Correction, April 6, 2017: This article previously gave the incorrect name for an attorney who represents the adult home industry. He is Jeffrey Sherrin, not Michael Sherrin.

Big Pharma Quietly Enlists Leading Professors to Justify $1,000-Per-Day Drugs

Correction, Feb. 23, 2017: This article previously gave the incorrect name for the CEO of Amgen. His name is Robert Bradway, not Richard Bradway.

In Their Own Words: CIA Cables Document Agency’s Torture of Abu Zubaydah

Correction, March 15, 2018: This story originally reported that Gina Haspel was “chief of base” at the CIA facility in Thailand at the time Abu Zubaydah was tortured there. That assertion was incorrect, as we explain here.

How to Protect Your Digital Privacy in the Era of Public Shaming

Correction, Jan. 31, 2017: This article incorrectly said that Google and DropBox files are unencrypted. The post has been updated to clarify that those services are encrypted, but that those companies have the ability to unlock users’ files.

The Children of Agent Orange

Correction, Dec. 16, 2016: A prior version of this story incorrectly referred to the disease affecting Mike Blackledge’s son as irritable bowel disease. It is inflammatory bowel disease.

Trump’s Pick for Labor Secretary Wrote a Deregulatory Manifesto

Correction, Dec. 15, 2016 : This story incorrectly described Andrew Puzder as Trump’s nominee for labor secretary. Like all of his Cabinet picks, Puzder hasn’t been formally nominated yet.

The Fateful Vote That Made New York City Rents So High

Correction, Dec. 15, 2016: This story originally misidentified former New York City councilman Jose Rivera as Gustavo Rivera, and former deputy mayor Peter Powers as Peter Powell.

The Chosen: Who Trump Is Putting in Power

Correction, Feb. 15, 2017: On Feb. 8, the Trump administration announced the position of Chair of the White House Council of Economic Advisers was being demoted, and would no longer be a Cabinet-level position. We have updated our cards to reflect this change.
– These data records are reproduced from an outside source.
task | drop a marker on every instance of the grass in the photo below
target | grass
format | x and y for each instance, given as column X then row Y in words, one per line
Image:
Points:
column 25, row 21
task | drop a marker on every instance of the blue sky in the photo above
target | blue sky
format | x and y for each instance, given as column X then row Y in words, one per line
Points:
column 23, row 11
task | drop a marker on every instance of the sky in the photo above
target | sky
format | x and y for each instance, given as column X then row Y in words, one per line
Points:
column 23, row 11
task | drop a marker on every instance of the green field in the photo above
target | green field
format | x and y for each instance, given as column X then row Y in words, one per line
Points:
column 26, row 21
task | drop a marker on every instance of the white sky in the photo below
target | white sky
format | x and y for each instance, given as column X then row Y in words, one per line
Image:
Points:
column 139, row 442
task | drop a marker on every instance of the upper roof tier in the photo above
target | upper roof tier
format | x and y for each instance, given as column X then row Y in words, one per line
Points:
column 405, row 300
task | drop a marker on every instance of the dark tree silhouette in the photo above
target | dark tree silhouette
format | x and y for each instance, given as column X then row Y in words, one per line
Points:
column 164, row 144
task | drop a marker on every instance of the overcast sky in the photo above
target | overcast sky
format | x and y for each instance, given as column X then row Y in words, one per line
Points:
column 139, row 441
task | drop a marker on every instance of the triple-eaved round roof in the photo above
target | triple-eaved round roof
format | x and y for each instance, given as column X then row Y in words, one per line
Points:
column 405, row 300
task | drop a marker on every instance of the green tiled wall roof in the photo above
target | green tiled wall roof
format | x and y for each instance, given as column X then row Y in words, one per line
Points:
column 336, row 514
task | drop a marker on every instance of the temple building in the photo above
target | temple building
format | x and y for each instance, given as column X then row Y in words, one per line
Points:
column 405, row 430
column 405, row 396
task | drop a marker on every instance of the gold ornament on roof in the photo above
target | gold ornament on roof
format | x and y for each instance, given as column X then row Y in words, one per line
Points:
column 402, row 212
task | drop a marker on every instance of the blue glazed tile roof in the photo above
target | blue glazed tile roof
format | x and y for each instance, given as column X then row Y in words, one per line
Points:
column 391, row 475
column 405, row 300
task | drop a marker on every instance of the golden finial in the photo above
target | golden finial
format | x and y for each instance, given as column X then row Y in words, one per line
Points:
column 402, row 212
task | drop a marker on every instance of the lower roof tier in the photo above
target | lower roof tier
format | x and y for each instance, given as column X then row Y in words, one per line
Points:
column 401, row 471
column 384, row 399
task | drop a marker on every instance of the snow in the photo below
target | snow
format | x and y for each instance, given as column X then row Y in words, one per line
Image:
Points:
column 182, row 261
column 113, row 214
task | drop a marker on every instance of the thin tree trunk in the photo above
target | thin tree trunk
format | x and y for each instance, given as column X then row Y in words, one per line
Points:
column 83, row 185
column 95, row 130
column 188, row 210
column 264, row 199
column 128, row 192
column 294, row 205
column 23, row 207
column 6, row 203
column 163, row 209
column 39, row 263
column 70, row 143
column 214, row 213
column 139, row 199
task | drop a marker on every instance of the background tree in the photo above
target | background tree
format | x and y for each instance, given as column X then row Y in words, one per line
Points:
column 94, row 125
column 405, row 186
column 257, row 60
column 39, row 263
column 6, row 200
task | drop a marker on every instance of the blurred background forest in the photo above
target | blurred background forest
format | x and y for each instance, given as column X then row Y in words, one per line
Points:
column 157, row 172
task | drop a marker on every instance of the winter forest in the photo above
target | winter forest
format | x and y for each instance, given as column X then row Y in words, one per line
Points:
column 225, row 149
Correction, Jan. 19, 2017: We originally reported Larry Kudlow had been picked by President-elect Trump to head the White House Council of Economic Advisors. He has not been officially named, and the card has been removed.

Correction, Dec. 20, 2016: We initially wrote Mick Mulvaney, President-elect Donald Trump’s pick to lead the Office of Management and Budget, opposed “lowering” all spending. We intended to say “raising.” We also clarified the OMB’s role.